I do believe all these roles will use AI, and I do believe AI will write a lot of their code. But I think how much code is created, how quickly, and with how much rigor will split.
The engineers who thrive will be the ones who stop seeing non-technical builders as a threat and start seeing them as the people they are building for.
The split is real. But it is not a war. It is a specialization event.
If we design it well, it is the thing the computing visionaries have been dreaming about since Grace Hopper first imagined a computer that could understand English. We as engineers have a new responsibility to make sure that vision is realized in a way that is safe, inclusive, and empowering for everyone.
This post is a continuation of How Engineers Actually Work With AI: The Power Tool Spectrum. For the tactical framework on choosing AI modes for engineering tasks, start there.
Sources
- DryRun Security, “The Agentic Coding Security Report” (March 2026). Evaluated Claude Code, OpenAI Codex, and Google Gemini building two applications from scratch. 143 security issues across 38 scans; 87% of pull requests contained at least one vulnerability.

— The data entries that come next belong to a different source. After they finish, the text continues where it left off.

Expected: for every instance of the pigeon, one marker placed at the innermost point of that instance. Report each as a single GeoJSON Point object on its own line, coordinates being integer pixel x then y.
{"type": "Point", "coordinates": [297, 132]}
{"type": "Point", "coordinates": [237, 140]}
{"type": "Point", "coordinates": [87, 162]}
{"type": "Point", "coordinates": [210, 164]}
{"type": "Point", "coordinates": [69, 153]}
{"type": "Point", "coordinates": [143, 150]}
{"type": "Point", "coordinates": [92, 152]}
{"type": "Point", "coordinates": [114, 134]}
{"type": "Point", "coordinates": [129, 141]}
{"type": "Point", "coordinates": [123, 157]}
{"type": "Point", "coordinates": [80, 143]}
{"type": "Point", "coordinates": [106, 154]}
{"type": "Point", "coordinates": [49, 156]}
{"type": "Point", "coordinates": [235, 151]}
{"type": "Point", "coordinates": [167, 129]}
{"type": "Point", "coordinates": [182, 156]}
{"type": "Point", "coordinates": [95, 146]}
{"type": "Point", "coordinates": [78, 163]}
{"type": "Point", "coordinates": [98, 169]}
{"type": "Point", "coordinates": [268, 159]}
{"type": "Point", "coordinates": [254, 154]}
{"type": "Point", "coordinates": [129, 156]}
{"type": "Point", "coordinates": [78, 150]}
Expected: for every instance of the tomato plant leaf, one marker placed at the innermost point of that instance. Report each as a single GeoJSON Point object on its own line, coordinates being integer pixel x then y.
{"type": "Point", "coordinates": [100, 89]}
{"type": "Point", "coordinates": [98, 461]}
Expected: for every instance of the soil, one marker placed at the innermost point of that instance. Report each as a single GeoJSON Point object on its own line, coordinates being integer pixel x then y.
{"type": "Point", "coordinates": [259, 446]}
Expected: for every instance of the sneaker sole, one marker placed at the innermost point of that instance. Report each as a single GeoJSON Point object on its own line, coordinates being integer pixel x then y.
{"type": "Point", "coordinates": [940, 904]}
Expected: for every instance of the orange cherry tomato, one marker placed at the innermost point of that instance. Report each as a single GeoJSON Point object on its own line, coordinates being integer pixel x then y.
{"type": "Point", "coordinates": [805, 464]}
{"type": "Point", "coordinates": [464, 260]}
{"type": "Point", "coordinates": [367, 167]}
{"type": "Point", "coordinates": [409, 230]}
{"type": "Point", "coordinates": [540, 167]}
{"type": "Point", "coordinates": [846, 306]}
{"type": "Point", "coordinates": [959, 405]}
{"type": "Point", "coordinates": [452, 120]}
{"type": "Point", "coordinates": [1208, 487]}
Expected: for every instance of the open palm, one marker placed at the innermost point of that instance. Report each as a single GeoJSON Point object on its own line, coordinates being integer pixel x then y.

- CodeRabbit, “State of AI vs Human Code Generation Report” (December 2025). Analysis of 470 open-source GitHub pull requests. AI-generated PRs contained ~1.7x more issues; security vulnerabilities appeared at 2.74x the rate.
- Stack Overflow, 2025 Developer Survey — AI Section. 49,000+ respondents. 46% distrust AI output accuracy; only 3% highly trust it; 66% cite “almost right” AI solutions as top frustration.
- Alexey Grigorev, “How I Dropped Our Production Database” (March 2026). Primary source post-mortem of the Claude Code / Terraform incident.
- Fortune, “An AI agent destroyed this coder’s entire database” (March 2026). Covers Grigorev incident and Amazon outages.
- University of Cincinnati, “Coding without code: How vibe coding rewrites the rules” (March 2026). 1819 Innovation Hub vibe coding curriculum.